Solis was one of eight teens whose work was selected for a special “Teen Wall” featured in the exhibit. Each of her three works of digital photography featured black and white images of her own family members. While people admired Solis’s work “Sisterhood,” the two girls featured in it—8-year-old Nicole Solis and 7-year-old Andrea Solis—sat nearby at a child-size table coloring flowers and handprints with a fat set of markers.
A second Solis work, called “Two Generations Embracing,” showed two intertwined hands, one layered in wrinkles, set against a soft desert landscape. A third, titled “Seizure,” featured a trio of photos capturing family members helping Solis’s 18-year-old sister Daniela Natalie during the seizures that make their lives more unpredictable than most. Eleven of Solis’s family members, spanning four generations, attended the exhibit’s opening reception that evening. The youngest was 2-year-old Ian Solis, the oldest her grandmother Rosa Solis.
Eighteen family members with roots in Germany, Mexico and Spain now call Tucson or the Valley home. Several have lived here for more than two decades, but Solis and her family are relatively recent transplants; they moved here from San Diego in 2005. The move was hard on Solis, who was just finding her stride in social circles. “Art saved me,” she says. “Photography saved me.”
Today 16-year-old Solis is a junior at New School for the Arts and Academics in Tempe, studying photography with Phoenix artist Betsy BretHarte and dreaming of a photojournalism career. The trio of works exhibited at The Gallery at TCA was part of a school project, but Solis remembers cameras being a part of her life since she was a toddler, when her parents loved snapping Polaroid pictures. “I started taking pictures of everything when I was about 10,” recalls Solis.

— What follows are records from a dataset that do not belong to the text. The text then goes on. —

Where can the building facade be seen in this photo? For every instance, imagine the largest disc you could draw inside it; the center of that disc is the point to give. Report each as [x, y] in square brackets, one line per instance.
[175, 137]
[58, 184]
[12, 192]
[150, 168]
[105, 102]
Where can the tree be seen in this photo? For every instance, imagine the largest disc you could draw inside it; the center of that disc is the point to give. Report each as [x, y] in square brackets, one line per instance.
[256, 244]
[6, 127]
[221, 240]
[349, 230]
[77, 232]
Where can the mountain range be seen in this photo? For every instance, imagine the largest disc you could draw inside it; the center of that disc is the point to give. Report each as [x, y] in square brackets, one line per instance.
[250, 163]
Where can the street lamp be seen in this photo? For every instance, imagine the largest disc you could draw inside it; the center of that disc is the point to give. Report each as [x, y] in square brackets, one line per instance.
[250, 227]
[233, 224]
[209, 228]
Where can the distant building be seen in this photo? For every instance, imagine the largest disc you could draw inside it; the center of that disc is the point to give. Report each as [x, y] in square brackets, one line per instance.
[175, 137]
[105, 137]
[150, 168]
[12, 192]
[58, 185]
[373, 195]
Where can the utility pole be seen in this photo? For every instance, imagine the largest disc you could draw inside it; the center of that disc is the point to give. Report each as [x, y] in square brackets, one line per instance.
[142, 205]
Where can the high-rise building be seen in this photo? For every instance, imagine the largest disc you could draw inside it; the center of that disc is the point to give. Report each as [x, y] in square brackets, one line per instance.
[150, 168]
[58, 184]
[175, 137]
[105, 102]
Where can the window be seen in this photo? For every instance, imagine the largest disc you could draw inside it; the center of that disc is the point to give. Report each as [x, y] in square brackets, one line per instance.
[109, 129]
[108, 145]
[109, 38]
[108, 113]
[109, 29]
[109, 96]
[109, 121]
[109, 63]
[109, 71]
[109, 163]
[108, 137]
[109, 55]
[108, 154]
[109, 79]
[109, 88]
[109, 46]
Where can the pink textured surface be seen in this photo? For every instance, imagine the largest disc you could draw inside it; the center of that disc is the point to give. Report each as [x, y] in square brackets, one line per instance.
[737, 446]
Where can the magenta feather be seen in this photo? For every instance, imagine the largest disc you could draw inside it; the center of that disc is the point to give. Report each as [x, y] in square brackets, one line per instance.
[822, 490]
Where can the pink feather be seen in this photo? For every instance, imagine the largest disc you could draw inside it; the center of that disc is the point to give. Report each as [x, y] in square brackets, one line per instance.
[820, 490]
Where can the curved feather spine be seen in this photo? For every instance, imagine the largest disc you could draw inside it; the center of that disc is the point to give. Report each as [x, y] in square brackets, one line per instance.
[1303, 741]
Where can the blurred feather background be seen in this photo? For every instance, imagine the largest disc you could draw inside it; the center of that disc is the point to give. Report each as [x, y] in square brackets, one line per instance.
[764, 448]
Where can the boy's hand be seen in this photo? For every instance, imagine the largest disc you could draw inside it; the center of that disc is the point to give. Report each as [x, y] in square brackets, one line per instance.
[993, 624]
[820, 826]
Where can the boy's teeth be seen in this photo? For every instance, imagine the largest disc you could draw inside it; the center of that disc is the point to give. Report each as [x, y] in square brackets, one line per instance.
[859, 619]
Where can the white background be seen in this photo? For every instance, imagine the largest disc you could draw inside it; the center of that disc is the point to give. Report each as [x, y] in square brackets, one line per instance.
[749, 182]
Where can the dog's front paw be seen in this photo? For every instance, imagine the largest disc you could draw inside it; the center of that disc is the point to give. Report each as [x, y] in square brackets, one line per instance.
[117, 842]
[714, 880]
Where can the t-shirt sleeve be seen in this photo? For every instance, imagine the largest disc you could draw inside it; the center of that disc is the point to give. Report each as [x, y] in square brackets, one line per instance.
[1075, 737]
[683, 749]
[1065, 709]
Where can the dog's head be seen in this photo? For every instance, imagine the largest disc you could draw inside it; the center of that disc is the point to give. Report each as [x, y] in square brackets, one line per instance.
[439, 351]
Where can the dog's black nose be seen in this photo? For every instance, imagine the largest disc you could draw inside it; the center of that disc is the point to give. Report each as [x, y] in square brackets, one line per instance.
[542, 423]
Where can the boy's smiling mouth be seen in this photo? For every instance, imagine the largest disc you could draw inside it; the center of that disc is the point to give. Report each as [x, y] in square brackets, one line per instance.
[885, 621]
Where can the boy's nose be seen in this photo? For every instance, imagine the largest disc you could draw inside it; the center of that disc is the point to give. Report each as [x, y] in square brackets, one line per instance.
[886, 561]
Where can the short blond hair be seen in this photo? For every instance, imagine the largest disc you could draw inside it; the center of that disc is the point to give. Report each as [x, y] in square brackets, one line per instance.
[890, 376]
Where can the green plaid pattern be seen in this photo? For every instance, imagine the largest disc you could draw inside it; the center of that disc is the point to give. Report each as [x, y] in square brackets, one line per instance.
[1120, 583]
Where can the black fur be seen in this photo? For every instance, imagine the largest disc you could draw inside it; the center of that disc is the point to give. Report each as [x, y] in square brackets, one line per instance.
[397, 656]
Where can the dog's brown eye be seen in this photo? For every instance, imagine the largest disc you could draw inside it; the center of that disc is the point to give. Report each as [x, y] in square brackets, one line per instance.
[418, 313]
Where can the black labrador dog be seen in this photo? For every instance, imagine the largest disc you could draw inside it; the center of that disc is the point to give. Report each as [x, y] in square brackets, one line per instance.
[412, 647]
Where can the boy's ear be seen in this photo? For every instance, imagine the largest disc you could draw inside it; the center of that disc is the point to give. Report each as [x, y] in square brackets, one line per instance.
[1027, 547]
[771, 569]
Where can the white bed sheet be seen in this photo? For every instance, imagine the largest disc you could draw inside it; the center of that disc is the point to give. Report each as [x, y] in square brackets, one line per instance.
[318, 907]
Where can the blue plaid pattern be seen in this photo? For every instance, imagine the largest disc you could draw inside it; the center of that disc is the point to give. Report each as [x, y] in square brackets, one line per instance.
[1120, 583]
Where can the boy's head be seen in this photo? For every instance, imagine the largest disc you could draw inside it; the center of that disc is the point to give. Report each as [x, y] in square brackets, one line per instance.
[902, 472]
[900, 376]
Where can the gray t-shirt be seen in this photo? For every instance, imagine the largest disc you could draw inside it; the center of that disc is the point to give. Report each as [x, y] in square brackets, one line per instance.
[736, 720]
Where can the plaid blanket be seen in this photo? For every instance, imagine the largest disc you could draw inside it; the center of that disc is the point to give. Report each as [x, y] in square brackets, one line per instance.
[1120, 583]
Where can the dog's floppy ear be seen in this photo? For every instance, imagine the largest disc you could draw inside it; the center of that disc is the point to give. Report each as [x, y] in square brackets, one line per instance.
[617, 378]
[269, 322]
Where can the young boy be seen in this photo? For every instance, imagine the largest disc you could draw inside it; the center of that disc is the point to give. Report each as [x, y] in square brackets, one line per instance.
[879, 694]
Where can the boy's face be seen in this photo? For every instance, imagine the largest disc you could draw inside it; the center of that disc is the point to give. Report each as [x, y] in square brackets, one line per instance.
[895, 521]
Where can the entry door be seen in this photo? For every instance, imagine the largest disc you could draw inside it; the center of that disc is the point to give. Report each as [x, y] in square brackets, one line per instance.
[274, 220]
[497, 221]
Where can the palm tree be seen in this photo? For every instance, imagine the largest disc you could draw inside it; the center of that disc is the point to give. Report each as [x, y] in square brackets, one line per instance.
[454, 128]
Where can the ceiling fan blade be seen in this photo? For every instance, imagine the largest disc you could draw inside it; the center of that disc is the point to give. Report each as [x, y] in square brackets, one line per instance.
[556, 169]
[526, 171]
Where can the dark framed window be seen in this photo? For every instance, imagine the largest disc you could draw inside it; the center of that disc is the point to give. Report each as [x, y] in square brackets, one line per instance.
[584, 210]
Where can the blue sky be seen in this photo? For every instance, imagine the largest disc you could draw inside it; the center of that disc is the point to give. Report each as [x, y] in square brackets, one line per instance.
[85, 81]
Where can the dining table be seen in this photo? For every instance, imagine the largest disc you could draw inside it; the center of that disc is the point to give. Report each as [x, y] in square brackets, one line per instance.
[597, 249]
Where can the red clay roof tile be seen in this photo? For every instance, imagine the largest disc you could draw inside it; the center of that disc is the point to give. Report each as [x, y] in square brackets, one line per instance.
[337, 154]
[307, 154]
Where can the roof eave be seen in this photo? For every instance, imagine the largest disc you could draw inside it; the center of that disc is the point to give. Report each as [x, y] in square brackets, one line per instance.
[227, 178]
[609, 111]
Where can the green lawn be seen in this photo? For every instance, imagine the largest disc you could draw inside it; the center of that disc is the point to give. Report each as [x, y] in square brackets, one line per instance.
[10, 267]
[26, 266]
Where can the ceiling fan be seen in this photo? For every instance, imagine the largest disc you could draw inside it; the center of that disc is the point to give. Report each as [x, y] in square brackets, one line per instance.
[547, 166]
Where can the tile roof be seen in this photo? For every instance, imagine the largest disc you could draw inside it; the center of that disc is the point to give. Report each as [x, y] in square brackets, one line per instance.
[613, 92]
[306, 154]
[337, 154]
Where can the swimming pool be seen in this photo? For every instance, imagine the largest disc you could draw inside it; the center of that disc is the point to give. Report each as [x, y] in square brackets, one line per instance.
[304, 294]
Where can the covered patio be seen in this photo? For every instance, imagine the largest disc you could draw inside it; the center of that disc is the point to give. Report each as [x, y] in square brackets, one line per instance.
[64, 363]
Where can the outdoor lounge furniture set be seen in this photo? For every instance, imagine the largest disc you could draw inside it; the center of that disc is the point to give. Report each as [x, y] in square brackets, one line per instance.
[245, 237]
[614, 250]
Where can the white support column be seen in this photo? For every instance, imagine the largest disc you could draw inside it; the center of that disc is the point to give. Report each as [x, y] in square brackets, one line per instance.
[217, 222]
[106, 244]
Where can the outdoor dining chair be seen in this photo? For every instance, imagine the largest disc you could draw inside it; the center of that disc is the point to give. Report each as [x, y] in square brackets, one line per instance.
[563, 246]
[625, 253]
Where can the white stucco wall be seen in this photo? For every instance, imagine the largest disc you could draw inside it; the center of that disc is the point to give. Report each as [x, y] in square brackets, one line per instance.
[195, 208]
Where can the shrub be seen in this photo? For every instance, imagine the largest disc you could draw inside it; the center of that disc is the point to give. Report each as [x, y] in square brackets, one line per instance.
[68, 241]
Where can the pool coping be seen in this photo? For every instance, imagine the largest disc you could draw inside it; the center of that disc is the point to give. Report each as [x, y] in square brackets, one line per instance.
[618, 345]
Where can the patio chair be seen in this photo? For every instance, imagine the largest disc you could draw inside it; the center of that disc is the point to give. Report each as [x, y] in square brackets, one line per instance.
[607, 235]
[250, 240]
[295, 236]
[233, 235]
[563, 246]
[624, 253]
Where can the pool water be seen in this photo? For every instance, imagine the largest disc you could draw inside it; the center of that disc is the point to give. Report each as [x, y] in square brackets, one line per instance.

Today her family’s South Phoenix home is filled with more than 100 works of art, from tapestries to paintings, all made by family members. When asked to pen an artist statement for the “Family Matters” exhibit, Solis knew just where to start. “My grandparents were both artists,” she wrote, “and with their inspiration, my passion sparked.” Solis even has works by her grandfather, Diederich Kortlang, stored on her cell phone. For this young artist, family really does matter.